William Ault was born to a British shoemaker Jabez Ault in 1778. His parents raised him as a godly young man. Before the age of 7, William had already completed reading the Bible 6 times. Ault ran a Sunday School in his neighborhood. Later, in 1808, he became a Methodist Preacher in England and thus began to serve the Lord. In a particular week, he would minister at more than 25 places, preaching Christ. When William heard that Srilanka has never heard of Christ and doesn’t have a Christian preacher, he felt led by the Holy Spirit to go to Srilanka.

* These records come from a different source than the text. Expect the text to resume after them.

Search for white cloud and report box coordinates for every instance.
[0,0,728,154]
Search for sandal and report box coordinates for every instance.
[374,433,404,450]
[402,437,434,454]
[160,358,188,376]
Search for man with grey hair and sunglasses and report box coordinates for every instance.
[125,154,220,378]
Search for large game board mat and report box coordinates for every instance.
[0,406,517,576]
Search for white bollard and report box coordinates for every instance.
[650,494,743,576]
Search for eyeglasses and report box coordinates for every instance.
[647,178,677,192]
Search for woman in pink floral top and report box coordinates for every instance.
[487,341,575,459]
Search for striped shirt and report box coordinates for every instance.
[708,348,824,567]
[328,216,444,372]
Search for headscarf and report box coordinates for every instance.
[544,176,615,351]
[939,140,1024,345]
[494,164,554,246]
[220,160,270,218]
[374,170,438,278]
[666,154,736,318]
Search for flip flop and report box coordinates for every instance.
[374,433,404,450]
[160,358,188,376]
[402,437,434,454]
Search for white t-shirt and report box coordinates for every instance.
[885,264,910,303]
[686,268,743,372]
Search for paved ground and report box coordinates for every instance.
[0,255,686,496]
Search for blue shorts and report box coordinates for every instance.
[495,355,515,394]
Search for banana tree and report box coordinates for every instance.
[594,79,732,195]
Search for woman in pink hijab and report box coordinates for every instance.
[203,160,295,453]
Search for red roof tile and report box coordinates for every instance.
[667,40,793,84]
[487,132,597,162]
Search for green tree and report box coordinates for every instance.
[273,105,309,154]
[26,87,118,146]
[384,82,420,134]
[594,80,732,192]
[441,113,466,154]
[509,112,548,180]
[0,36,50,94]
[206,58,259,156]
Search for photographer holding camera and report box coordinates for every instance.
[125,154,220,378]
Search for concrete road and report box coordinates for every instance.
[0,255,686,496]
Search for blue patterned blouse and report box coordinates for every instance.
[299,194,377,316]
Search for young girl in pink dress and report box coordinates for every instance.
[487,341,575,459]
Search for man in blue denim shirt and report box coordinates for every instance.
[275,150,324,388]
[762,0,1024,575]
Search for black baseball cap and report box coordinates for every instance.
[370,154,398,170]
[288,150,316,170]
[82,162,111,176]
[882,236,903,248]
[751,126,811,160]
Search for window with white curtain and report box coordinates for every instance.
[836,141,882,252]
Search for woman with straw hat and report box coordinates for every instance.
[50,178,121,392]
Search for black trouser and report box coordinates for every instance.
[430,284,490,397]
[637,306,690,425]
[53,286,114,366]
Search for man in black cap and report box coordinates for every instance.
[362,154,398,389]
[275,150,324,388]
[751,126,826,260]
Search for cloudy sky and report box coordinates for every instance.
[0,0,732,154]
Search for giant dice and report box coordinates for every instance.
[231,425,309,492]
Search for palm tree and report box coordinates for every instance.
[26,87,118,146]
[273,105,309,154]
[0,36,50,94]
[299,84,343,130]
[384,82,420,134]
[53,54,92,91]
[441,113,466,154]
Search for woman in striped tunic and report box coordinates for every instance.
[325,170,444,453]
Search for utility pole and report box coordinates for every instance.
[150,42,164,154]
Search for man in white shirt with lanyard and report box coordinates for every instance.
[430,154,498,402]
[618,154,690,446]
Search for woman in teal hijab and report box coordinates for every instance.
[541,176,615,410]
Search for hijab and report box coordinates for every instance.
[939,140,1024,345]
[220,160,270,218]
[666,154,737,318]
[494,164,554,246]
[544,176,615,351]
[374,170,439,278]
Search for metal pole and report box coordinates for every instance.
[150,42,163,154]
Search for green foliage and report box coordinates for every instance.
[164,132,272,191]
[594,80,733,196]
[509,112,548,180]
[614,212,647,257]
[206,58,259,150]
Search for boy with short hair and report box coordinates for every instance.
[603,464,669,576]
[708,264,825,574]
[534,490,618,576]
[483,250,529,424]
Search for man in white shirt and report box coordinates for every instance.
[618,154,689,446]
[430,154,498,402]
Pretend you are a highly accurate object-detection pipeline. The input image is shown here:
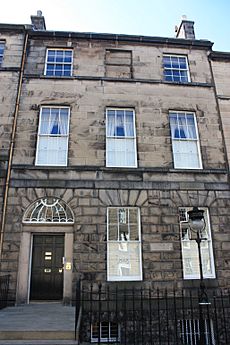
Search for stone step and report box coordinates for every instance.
[0,330,74,340]
[0,340,78,345]
[0,303,77,345]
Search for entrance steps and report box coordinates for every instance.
[0,303,78,345]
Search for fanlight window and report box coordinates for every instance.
[23,197,74,224]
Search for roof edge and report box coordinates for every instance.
[210,51,230,60]
[27,30,213,49]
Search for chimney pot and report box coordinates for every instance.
[176,15,196,40]
[30,10,46,31]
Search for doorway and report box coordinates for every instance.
[30,234,64,300]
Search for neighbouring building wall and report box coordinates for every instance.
[0,25,24,221]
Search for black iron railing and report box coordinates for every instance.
[76,284,230,345]
[0,275,10,309]
[74,280,82,340]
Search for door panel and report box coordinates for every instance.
[30,234,64,300]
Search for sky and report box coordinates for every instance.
[0,0,230,52]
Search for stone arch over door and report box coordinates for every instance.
[16,196,74,304]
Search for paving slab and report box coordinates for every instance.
[0,303,75,332]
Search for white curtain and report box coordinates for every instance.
[59,109,68,135]
[125,111,134,137]
[37,108,68,165]
[106,110,136,167]
[106,112,115,137]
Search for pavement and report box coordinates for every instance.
[0,303,76,345]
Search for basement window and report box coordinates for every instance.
[178,319,216,345]
[105,49,132,78]
[91,321,120,343]
[0,42,5,66]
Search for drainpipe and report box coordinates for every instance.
[0,31,29,264]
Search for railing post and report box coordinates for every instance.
[0,274,10,309]
[74,278,82,340]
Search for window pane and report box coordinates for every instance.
[107,208,142,280]
[47,50,55,62]
[46,49,72,77]
[108,208,118,225]
[163,55,188,82]
[36,108,69,165]
[108,242,141,280]
[181,208,215,279]
[116,112,125,137]
[125,112,134,137]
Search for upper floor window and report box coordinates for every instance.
[45,49,73,77]
[107,207,142,281]
[0,42,5,66]
[163,55,190,83]
[105,49,132,78]
[179,207,215,279]
[106,108,137,168]
[169,112,202,169]
[36,107,70,166]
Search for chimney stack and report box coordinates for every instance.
[175,15,196,40]
[30,11,46,31]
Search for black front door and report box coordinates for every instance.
[30,234,64,300]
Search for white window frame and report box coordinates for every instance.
[178,319,216,345]
[179,207,216,280]
[169,110,203,169]
[44,48,73,78]
[0,41,5,67]
[163,54,191,83]
[35,105,70,166]
[107,206,143,281]
[106,108,137,168]
[91,321,121,343]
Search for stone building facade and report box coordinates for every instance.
[0,14,230,303]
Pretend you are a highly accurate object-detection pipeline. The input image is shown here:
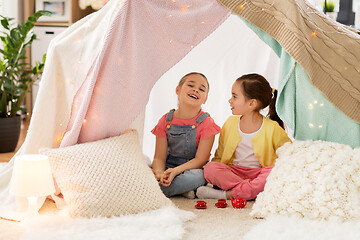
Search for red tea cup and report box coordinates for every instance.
[231,197,247,208]
[215,198,227,208]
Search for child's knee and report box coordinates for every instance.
[204,162,224,179]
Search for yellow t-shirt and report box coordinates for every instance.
[212,115,291,167]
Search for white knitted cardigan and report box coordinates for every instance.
[218,0,360,123]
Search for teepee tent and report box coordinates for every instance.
[0,0,360,211]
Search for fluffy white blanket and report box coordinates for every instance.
[21,206,195,240]
[243,215,360,240]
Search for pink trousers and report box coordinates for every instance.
[204,162,274,200]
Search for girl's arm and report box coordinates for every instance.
[152,137,168,181]
[163,135,215,186]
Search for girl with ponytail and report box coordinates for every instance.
[196,73,291,200]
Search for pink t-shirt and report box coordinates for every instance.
[151,111,221,147]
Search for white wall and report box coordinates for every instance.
[0,0,21,21]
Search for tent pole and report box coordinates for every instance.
[324,0,326,14]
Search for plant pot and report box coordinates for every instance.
[0,116,21,153]
[326,12,337,21]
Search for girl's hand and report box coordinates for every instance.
[151,169,164,182]
[161,168,178,187]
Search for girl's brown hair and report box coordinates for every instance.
[178,72,210,93]
[236,73,284,128]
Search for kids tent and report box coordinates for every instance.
[0,0,360,210]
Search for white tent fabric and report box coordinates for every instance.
[143,15,280,159]
[0,1,278,211]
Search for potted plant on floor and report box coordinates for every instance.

He sought permission from the Missionary Society to be sent to Srilanka. They responded that permission was granted only to missionaries who were married. William married Sarah whom he knew was the Lord’s choice for him. Both were committed to serving the Lord in Srilanka. They journeyed to Srilanka on the 5th day of their marriage as planned by the Missionary Society.
On 31st December 1813, the mission crew traveled together by a steamer. On the third day of their journey, the ship was severely tossed by a storm. Some of the passengers were injured due to the ship being tossed by the heavy winds. Even his wife Sarah was greatly weakened by the turmoil. Neither was immediate medical help available to her nor could they return to England. She endured the suffering for 5 weeks at the end of which she entreated her husband to sing a devotional and pray for her. As they both were singing, Sarah’s life departed. The captain of the ship suggested to William to bury his wife at the nearest land which William refused. He requested that she be let down in the sea as he did not want to return to England at any cost. He firmly believed that he would not go back on the path laid down before him. He continued on his journey and after 6 months, he reached the city of Batticaloa where he began his missionary service.
In two months’ time, he learnt sufficient Tamil to be able to minister to the people in Tamil during the Sunday Service. The inhabitants at Batticaloa weren’t as civilized or cultured as we see them today. They were, in fact, backward and uneducated. Most of them were farmers and cultivated vegetables. The simple people were patiently waiting for their vegetable harvest just as William Ault was waiting for the heavenly seed to take root in them and produce a harvest. From his humble shanty, the beautiful stars seemed to smile and twinkle at him. But it was infested with mosquitoes. Bread and butter were scarce and milk was unheard of. Not one day did William regret the lack of supply. In his letter to his mother, he wrote that he was happy for whatever was available within his reach and was thankful to the Lord for those.
Back in England, he was a wealthy man but here, he was walking the lanes of Batticaloa doing missionary service. To reach the villages, he often had to use boats. He spotted young men who were found in groups and helped them receive an education. He started a school in which there were just 5 students initially. In 8 months, there were eight schools in eight villages. He even opened a College to help them learn English. The greatest secret of his success was his close relationship with the Lord. He slept as little as 3 hours a day and often spent the remaining 21 hours in communion with the Father and doing His great service. The scarce 3 hours weren’t restful. He was bitten by mosquitoes and poisonous insects which often weakened him. On the 1st of April 1815, he asked his dear friend to read the 3rd chapter of Jeremiah. His life departed as the friend was reading to him and William was just 37 years old. He served for less than eight months but has left an indelible history of mission service at Batticaloa. The students who graduated from the school hold high status in society and are honorable men. The school produced many leaders. His mission service produced much impact in the neighborhood of Batticaloa.
Let us ponder and think whom we live for. There were many reasons for William Ault to back out of service to the Lord. But he chose to serve the Lord at any cost. Today our lives are in the hands of the Lord. Even if it is a day, let us live a life exalting the Lord. Let us surrender our talents, gifts, time and strength to the Lord as we submit ourselves to bring glory to the Lord.